B i o g r a p h y 

Sarah Rose Stiles 
I grew up in an eclectic musical household in Sonoma County, CA, where my ears witnessed anything from Bach Cantatas, Monteverdi, the Rollingstones, the Kingston Trio, my mother sight-reading Clementi at the piano, or my father’s Appalachian strummin’ and a hollerin’. After my parents cleaned out my mom’s old clunker piano full of the melting chewable vitamins I hated, and had it tuned, I began piano lessons with a hippy lady who eventually disappeared to India. After a switch to a new teacher and a lot of resistance to practice, I eventually turned around and passionately trained as a classical pianist, resulting in an adolescence full of performance, auditions, competitions, and winning awards. When my rebellious teenage spirit met the revolutions of Debussy, Schoenberg, and Stravinsky, my focus transitioned to composition. Twentieth Century music fueled me to follow suite in spirit. Raised with self-independent values, I explored untaught and instantly found my own compositional voice. This was reinforced and supported by professor Will Johnson who encouraged me to strike out and embrace “my own music.” I ganged up with some other youth to form a Composers’ Club, and organized concerts at the local Junior College. Moving on to continue studying music at U.C. Berkeley, I continued to compose unsupervised. Nonetheless, I gained meaty composition lessons by virtue of required classes such as music history, ethnomusicology, music theory, counterpoint, orchestration, and piano training, which all required study and analysis of composition. The last semester of my B.A. in Music, I was finally able to take my first official composition class, an opportunity with the late Jorge Liderman. After my B.A. in music at U.C. Berkeley, I continued composing independently, organized concerts of my music, and via composers’ organizations. Not much later, I entered and completed a Masters in Composition at the SF Conservatory.

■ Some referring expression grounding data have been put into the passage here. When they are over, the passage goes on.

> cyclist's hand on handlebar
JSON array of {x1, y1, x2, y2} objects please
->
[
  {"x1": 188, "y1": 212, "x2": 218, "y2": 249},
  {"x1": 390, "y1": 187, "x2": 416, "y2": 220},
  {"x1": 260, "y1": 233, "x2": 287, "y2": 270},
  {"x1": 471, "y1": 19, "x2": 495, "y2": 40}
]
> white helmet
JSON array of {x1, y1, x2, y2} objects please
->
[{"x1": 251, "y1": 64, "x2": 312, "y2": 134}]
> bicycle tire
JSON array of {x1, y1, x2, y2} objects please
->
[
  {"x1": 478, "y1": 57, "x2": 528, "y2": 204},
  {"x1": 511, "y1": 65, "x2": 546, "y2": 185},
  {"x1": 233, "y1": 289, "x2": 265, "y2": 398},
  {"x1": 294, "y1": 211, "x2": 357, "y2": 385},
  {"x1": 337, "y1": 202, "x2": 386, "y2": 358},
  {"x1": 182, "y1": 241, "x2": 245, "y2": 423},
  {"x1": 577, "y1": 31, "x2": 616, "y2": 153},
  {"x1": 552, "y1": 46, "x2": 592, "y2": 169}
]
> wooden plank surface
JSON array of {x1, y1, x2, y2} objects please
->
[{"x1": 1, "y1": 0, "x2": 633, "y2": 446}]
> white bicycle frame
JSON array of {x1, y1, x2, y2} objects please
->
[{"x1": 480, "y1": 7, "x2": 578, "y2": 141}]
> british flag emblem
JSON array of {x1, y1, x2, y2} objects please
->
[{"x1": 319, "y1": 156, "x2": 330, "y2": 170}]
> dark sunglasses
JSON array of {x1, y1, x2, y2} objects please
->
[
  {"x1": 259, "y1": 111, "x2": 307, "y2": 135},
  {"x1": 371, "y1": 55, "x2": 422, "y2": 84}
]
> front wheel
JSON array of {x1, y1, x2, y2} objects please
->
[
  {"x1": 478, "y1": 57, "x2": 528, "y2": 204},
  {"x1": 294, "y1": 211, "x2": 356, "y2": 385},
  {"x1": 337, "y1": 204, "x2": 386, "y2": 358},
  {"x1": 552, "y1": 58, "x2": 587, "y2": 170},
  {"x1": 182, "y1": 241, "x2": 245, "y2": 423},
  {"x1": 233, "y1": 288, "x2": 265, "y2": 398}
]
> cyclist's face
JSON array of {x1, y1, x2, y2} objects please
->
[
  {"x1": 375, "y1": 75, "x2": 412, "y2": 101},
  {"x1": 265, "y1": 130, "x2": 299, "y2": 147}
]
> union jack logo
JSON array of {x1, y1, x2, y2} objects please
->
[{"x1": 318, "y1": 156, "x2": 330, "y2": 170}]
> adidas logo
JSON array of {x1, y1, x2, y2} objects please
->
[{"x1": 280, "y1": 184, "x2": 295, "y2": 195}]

My most recent premiere was in June 2019, a piece called Vignettes, which was composed for percussionist Matt Gold, and two members from the from the Mivos Quartet, violist Victor Lowrie Tafoya, and violoncellist Tyler J. Borden. Vignettes was featured at the Composers Forum of the Creative Musicians Retreat at the Walden Music School. My attendance to this weeklong intensive workshop “retreat” was partially funded by a Teacher Grant I won from the SF Community Music Center. There I had an enriching time gaining insight from composers Osnat Netzer and George Lewis. In December 2017 the experimental sfSound Group premiered my A CreationIn 2013 I was awarded a Faculty Grant from the San Francisco Community Music Center to fund my local-premiere of matins: three nocturnes, featured in a community concert I organized called All Shades Between......an eventide concert of light and dark pieces. Other performances of my ouvre include featured artist at the Meridian Gallery’s Composers in Performance Series, New Keys Concerts starring pianist Regina Schaffer, the Outsound Series at the Luggage Store Gallery, the Temescal Experiment as part of the Oakland Art Murmur, Berkeley Arts Festival, and with the Cornelius Cardew Choir.

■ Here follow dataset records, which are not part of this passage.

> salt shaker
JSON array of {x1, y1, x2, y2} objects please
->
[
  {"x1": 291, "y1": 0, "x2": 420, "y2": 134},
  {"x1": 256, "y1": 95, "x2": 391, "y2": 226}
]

I get a kick out of performing with the Cornelius Cardew Choir, an avant-garde experimental performance-art ensemble of composer-performer-improvisers, led by composer Tom Bickley. With the Cardew Choir I had the opportunity to perform with composer Pauline Oliveros in her Tower Ring at the Oliver Ranch, an independent art grounds in Geyserville, CA in 2011.

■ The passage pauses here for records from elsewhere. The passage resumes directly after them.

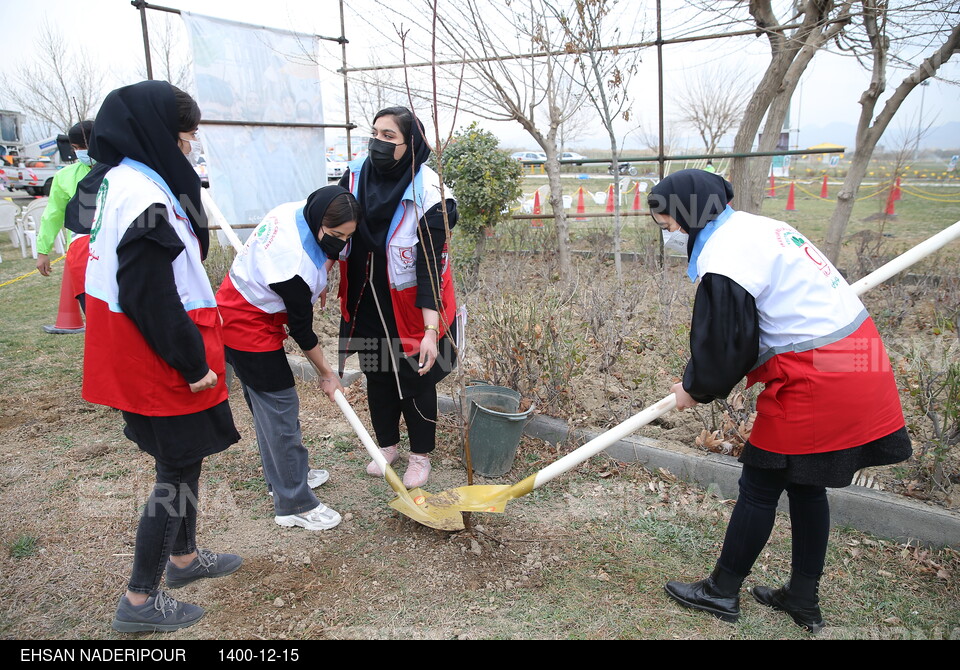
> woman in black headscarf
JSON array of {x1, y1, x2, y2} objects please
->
[
  {"x1": 649, "y1": 169, "x2": 910, "y2": 633},
  {"x1": 337, "y1": 106, "x2": 458, "y2": 489},
  {"x1": 216, "y1": 185, "x2": 360, "y2": 532},
  {"x1": 79, "y1": 81, "x2": 242, "y2": 633}
]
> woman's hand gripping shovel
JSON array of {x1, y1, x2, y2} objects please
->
[
  {"x1": 426, "y1": 219, "x2": 960, "y2": 517},
  {"x1": 333, "y1": 390, "x2": 466, "y2": 531}
]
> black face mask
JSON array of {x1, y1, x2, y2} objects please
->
[
  {"x1": 319, "y1": 233, "x2": 348, "y2": 260},
  {"x1": 368, "y1": 137, "x2": 404, "y2": 172}
]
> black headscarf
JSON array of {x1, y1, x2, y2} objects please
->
[
  {"x1": 66, "y1": 80, "x2": 208, "y2": 257},
  {"x1": 303, "y1": 184, "x2": 351, "y2": 238},
  {"x1": 356, "y1": 108, "x2": 432, "y2": 251},
  {"x1": 648, "y1": 169, "x2": 734, "y2": 257}
]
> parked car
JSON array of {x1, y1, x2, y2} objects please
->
[
  {"x1": 560, "y1": 151, "x2": 586, "y2": 165},
  {"x1": 326, "y1": 155, "x2": 348, "y2": 181},
  {"x1": 510, "y1": 151, "x2": 546, "y2": 163}
]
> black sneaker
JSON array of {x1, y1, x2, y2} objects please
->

Other composition activities include dabbling in various types of computer music and digital audio classes. Summer 2018 I was awarded the Diversity in Computer Music Scholarship to attend a weeklong workshop at Stanford University studying the SuperCollider programming environment.

My future interests look toward applying for Doctoral studies in music composition, delving further into electronic composition, acoustics, and psychoacoustics.

As a teacher, I spent a year as Artist in Residence at the San Francisco School for the Arts where I taught music theory and musicianship. Since 2010 I have been an ensemble director and arranger, theory and musicianship instructor for the Young Musicians’ Program at the San Francisco Community Music Center. I also teach private lessons and classes in piano, composition, improvisation, theory, and musicianship, throughout the Greater SF Bay Area.

Outside of music, I find myself easily engaged in social justice, international feminism, environmentalism, science, nature and the outdoors, kayaking, hiking, backpacking, and recently succeeding with pride at digging and camping in my own snow-trench.